Le premier repas pris dans notre cabane était précédé de douceurs faites de dattes fourrées aux noix, de galettes croquantes et de nougat aux amandes. Nous y logions pendant les huit jours de cette fête, prenant tous nos repas sauf quand une pluie intempestive s’invitait en nous délogeant précipitamment.

Cette fête se clôturait en apothéose avec les réjouissances de Simhat Thora.

Dans la synagogue Benamara de mes grands-parents, le soir venu, les femmes suivaient l’office habituel et étaient dans la galerie qui leur était réservée à l’étage.
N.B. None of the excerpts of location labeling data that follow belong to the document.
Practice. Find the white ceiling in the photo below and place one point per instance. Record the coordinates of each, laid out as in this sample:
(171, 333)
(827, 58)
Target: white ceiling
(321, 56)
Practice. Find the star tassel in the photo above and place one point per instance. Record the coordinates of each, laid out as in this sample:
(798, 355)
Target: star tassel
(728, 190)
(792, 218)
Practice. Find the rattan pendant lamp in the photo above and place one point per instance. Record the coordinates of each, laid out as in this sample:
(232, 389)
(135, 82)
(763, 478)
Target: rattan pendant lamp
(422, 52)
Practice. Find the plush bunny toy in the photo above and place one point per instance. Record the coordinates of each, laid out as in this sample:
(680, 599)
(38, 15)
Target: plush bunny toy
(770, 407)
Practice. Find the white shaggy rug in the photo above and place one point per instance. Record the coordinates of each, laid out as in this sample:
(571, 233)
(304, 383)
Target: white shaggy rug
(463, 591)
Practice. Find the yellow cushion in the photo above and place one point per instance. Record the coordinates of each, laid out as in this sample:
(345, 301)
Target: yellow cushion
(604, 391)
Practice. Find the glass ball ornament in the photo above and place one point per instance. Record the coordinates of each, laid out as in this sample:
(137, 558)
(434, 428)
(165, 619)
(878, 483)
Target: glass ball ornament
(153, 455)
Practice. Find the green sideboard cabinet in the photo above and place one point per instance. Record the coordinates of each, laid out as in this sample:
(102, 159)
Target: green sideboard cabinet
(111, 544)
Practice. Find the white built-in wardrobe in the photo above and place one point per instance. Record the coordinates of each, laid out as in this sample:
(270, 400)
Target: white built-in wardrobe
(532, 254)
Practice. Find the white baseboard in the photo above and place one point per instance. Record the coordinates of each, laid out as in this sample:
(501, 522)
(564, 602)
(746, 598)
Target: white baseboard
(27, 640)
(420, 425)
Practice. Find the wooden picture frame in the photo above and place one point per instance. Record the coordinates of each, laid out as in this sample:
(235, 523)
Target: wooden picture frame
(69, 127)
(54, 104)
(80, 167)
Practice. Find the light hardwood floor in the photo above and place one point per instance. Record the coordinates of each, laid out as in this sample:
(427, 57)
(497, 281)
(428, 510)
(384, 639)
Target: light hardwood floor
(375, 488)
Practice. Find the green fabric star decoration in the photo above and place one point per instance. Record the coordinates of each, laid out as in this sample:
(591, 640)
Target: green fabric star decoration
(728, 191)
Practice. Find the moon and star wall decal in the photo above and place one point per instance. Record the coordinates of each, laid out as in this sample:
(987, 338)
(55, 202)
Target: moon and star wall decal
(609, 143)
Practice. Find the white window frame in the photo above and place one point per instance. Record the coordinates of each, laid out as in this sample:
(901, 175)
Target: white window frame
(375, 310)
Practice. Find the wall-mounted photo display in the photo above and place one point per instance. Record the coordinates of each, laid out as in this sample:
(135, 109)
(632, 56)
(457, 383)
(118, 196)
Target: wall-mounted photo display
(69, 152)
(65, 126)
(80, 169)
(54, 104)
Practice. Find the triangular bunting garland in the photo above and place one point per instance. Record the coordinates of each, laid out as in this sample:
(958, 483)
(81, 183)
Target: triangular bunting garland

Cette galerie, largement ouverte permettait à nos mères et nos grand-mères de voir les sepharims sortir du Hékhal, écouter la lecture qui en était faite et suivre toute la liturgie avec une belle visibilité bien que séparées du lieu stratégique.

Le soir de Simhat Thora était particulier. Toutes les femmes descendaient pour rejoindre le lieu de prière des hommes mais surtout elles étaient invitées à prendre chacune un sepher thora, à le faire danser. Il est vrai qu’à Meknès, la quasi totalité des femmes avaient conscience de l’importance de cet acte. Toutes celles qui en raison du cycle physiologique ne pouvaient le faire s’en abstenaient naturellement. Toutes les autres s’en donnaient à cœur joie en chantant et en dansant avec les sepharims. J’avais 4 ou 5 ans et je percevais déjà cette joie indescriptible chez toutes les femmes admises exceptionnellement ce jour-là, enlaçant précieusement nos écritures. C’était un symbole fort . Il était alors admis que les femmes pouvaient s’approprier ce qui était le symbole le plus sacré du judaïsme. J’ai appris par la suite que toutes les femmes pouvaient le faire à Simhat Thora et qu’aucun écrit ne l’interdisait. Elles pouvaient à mon sens admettre d’être écartées pour tous les autres moments en raison des charges qu’elles avaient, des jeunes enfants dont elles devaient s’occuper et des nombreux repas qu’elles devaient préparer, toutefois, ce moment où il leur était permis de s’approprier nos textes sacrés comblait ce manque.

Les temps ont changé, les femmes occupent de plus en plus une place prépondérante dans l’étude poussée de nos écrits et de leur interprétation. Elles peuvent à la fois danser avec nos sepharim en ayant toute légitimité pour étudier et interpréter nos textes sacrés.

Le lendemain, jour de Simhat Thora proprement dit, donnait lieu à des agapes qui transformaient la synagogue en une immense salle à manger. Mon oncle Charles offrait à toutes les personnes présentes au sein de sa synagogue un somptueux buffet car il était Hatane Thorah ; les congélateurs n’avaient pas encore leur place dans nos cuisines et toutes les femmes de la famille étaient mobilisées pour faire de cette journée la plus fastueuse de l’année. Ma mère, seule dans la famille à maîtriser l’art de fabriquer la feuille de brique passait toute sa soirée à confectionner d’énormes quantités servant à rouler les pastillas et autres rouleaux farcis de poulet et de pâté. Mes tantes vidaient et découpaient les volailles pour les farcir, ma grand mère s’attelait à la pièce montée.

C’était les préparatifs d’un mariage en un temps record.

L’année recommençait et les rituels reprenaient.

Même si je m’en éloigne ( peu il est vrai) car ni l’époque ni le pays ne sont les mêmes, je me rends compte que ces rituels rythment mon temps et je les observe malgré tout en prenant quelques libertés. Mon vendredi est une journée exclusivement dédiée au shabbat, et le soir venu, je suis aussi exténuée que ma mère l’était à la fin de ses journées après les préparatifs du shabbat et des fêtes.